Wie häufig ist die Schizophrenie?

Die Verbreitung einer Erkrankung wird generell mit den Begriffen Inzidenz (neue Erkrankungsfälle) und Prävalenz (Gesamtanzahl aller Krankheitsfälle beschrieben.

Inzidenzraten sind Aussagen über die Anzahl neuer Erkrankungsfälle (meist auf 100.000 Einwohner bezogen), die sich innerhalb einer bestimmten Zeitperiode (in der Regel ein Jahr) entwickeln. Die Prävalenz ist ein Maß für den Anteil von Individuen einer Population, die entweder zu einem ausgewählten Zeitpunkt (Punktprävalenz), innerhalb einer Zeitspanne (Periodenprävalenz) oder zu jedem belieben Zeitpunkt in ihrem Leben (Lebenszeitprävalenz) eine Erkrankung entwickelt haben. Auch Prävalenzraten werden in Bezug zu 100.000 Einwohnern und in Zeitspannen von sechs Monaten oder einem Jahr ausgedrückt. Anstatt einer Inzidenzrate wird manchmal auch der Begriff des Lebenszeitrisikos verwendet. Hiermit ist die Wahrscheinlichkeit gemeint, mit der ein Individuum im Laufe seines Lebens eine Erkrankung entwickelt. Das Lebenszeitrisiko wird in % dargestellt.

 

Die mittlere Inzidenzrate für die Schizophrenie ist 15,2/100.000/Jahr. Diese Anzahl an neuen Krankheitsfällen von Schizophrenie ist weltweit relativ robust und unabhängig davon ob die Betroffenen in Industrieländern, in Schwellenländern oder in Entwicklungsländern leben.

Über die Bedeutung anderer demographischer Faktoren für die Inzidenzraten der Schizophrenie wie z.B. das Geschlecht oder Migration wird in der wissenschaftlichen Welt kontrovers diskutiert.

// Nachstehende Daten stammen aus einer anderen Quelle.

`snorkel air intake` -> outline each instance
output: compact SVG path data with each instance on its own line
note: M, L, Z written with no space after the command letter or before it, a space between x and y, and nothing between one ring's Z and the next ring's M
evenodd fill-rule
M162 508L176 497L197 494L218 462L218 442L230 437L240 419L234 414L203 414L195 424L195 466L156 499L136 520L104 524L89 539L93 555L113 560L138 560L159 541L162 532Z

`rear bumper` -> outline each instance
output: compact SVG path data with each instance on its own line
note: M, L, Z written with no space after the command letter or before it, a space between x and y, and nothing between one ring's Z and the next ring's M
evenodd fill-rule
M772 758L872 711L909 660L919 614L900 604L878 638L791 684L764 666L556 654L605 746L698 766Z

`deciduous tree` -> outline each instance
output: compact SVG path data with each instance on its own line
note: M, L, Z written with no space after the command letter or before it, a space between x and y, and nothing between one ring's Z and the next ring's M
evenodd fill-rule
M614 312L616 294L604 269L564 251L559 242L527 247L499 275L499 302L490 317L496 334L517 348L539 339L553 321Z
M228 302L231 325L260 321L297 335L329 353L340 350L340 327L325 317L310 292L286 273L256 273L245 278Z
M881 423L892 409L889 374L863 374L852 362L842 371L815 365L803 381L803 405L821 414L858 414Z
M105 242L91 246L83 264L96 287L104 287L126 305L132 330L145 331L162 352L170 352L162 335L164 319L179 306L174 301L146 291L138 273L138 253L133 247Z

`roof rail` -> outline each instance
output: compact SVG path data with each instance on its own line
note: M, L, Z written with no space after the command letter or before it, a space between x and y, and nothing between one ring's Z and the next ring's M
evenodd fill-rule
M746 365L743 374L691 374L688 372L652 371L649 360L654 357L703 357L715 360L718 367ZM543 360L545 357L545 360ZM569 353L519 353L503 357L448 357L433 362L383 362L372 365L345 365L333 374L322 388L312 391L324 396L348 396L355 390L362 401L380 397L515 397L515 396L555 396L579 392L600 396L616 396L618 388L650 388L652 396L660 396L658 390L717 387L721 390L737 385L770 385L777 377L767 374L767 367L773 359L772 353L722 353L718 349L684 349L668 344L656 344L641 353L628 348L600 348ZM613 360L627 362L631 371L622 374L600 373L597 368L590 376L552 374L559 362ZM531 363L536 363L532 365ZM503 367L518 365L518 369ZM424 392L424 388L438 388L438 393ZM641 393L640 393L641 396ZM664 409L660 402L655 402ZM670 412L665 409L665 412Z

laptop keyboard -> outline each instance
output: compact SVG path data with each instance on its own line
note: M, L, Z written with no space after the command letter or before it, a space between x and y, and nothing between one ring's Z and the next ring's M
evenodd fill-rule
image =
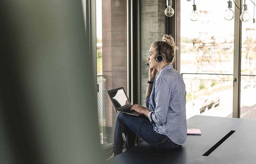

Schätzungen zur Punktprävalenz der Schizophrenie gehen von 460/100.000 Einwohnern aus. Analog zu den Einflussfaktoren der Inzidenzraten konnte auch für die Prävalenz der Schizophrenie eine Bedeutung von Migration festgestellt werden. Im Gegensatz zu den Einflussfaktoren für die Inzidenzraten der Schizophrenie konnten hier außerdem Einflüsse der Lebensumgebung (höhere Raten in weniger entwickelten Ländern) und des sozioökonomische Hintergrunds (höhere Raten bei Menschen mit niedrigerem Status) festgestellt werden. Dies sollte aber nicht in dem Sinne gedeutet werden, dass diese Faktoren ursächlich für die Entwicklung einer Schizophrenie sind, vielmehr ist dies eher das Resultat der schlechteren therapeutischen Versorgung dieser Erkrankten in Ländern, die weniger sozialen Wohlstand aufweisen. Schätzungen in Hinblick auf das Lebenszeitrisiko für Schizophrenie gehen von durchschnittlich 0,7% aus. Männer scheinen ein höheres Lebenszeitrisiko von 1,4% zu haben.